In its haste, the administration also failed to bring Congress along. In May, the White House released a proposed budget calling on legislators to cut basic-science funding by nearly one-third. But after months of lobbying by university officials, Congress passed a budget that ignored Trump’s request and kept science funding stable. And it enacted an 8 percent tax on wealthy universities’ endowment investment income, far less than the 21 percent that some hard-line Republicans had proposed.
[Alexander Furnas and Dashun Wang: The Republicans made peace with science]
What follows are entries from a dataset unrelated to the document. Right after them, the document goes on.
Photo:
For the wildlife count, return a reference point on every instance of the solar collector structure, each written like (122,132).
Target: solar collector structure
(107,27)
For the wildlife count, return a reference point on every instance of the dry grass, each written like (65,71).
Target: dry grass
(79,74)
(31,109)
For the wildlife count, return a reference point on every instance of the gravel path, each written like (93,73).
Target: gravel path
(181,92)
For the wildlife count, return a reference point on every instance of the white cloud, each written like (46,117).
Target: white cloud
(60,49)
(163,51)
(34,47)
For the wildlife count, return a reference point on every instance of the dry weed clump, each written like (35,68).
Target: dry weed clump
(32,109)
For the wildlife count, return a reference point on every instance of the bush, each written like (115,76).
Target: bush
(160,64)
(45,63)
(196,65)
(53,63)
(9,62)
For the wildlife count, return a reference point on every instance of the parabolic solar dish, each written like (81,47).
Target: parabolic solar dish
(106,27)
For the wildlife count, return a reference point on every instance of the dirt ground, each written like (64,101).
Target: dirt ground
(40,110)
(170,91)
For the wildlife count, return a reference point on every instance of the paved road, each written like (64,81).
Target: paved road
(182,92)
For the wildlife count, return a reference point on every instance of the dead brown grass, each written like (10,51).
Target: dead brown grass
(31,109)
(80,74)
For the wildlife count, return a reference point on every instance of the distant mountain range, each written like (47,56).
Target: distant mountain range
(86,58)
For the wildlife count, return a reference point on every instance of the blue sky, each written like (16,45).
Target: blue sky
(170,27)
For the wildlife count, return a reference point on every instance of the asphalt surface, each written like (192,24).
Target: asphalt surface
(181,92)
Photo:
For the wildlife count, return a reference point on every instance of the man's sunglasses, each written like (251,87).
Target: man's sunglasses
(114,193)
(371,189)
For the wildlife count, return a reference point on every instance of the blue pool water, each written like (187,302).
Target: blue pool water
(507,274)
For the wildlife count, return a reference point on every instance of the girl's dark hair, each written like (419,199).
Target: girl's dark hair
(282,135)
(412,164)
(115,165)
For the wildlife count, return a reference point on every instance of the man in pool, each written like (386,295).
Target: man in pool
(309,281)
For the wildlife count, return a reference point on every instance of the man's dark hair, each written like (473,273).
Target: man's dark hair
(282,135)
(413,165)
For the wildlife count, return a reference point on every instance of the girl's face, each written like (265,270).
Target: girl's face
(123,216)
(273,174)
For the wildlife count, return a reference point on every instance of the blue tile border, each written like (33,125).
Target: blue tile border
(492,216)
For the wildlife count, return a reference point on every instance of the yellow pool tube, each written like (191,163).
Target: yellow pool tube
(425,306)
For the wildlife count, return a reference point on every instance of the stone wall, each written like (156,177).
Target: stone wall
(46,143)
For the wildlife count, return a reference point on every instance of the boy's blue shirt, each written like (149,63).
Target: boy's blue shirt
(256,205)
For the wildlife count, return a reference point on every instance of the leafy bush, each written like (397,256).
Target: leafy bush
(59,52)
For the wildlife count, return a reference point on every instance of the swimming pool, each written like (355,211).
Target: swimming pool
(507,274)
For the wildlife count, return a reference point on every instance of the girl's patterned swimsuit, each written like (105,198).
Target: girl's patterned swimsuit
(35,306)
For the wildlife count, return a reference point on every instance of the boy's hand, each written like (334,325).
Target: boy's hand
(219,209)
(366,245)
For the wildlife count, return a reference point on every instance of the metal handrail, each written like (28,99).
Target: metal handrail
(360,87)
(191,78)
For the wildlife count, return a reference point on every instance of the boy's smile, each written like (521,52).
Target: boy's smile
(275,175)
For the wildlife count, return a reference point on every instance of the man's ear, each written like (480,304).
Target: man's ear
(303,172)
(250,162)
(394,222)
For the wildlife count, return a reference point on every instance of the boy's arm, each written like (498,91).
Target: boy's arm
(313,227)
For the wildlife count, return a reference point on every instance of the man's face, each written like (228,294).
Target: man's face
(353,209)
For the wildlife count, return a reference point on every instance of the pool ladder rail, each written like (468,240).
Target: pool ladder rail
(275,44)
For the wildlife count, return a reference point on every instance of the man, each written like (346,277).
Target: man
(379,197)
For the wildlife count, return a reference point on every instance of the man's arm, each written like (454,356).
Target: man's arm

That’s not to say that Trump’s blows have all missed. “There is real harm,” Jon Fansmith, ACE’s head of government relations, told me. The administration has lost most of the higher-ed lawsuits against it, but not all of them. For example, the Supreme Court allowed the administration to cut nearly $4 billion in funding to USAID. This caused Johns Hopkins University, a major USAID partner, to lose more than $800 million in grants and lay off 2,200 employees. The UC system has lost $170 million in grants that are still suspended or terminated, a spokesperson told me. And even in cases where universities prevailed against the administration, the damage couldn’t be undone. Some researchers who temporarily lost funding were forced to pause clinical trials they had spent decades on, rendering the work unusable. And although Congress kept the federal research budget largely stable, the NIH has been much slower to disburse the money than under previous administrations. The National Heart, Lung, and Blood Institute, for example, has issued only one new award this fiscal year, compared with about 300 over the same period in prior years. “If a foreign power did this to American higher education, it would be considered an act of war,” Arthur Levine, the president of Brandeis University, told me. And the administration is still challenging many of its court losses. It could very well win in the conservative Supreme Court, Eugene Volokh, a UCLA Law School professor, told me.
Still, at least for now, the damage is far less than university officials feared last spring. “It was assault on all sides, and people’s heads were reeling,” Fansmith told me. “But I do think you sit here now and look back and say, What was actually accomplished?” Levine said that because of the successful lawsuits, the administration’s “rhetoric has been worse than the action.”
Moving forward, universities seem to be benefiting from Trump’s notoriously short attention span. When he addressed Congress last year, the president railed against transgender athletes in women’s sports and DEI in education. In the State of the Union last month, he didn’t mention higher ed at all, save for one proclamation that his administration had “ended DEI.” The days of Trump personally directing a vengeance campaign against the Ivy League seem to be over. Colleges have less reason to fear seemingly random and extralegal attacks. The possibility remains, however, that what comes next will be even worse. The Trump administration still has a Department of Education led by people full of contempt for elite universities. If they manage to get organized, they might yet figure out how to weaken higher education in a way that no judge can block.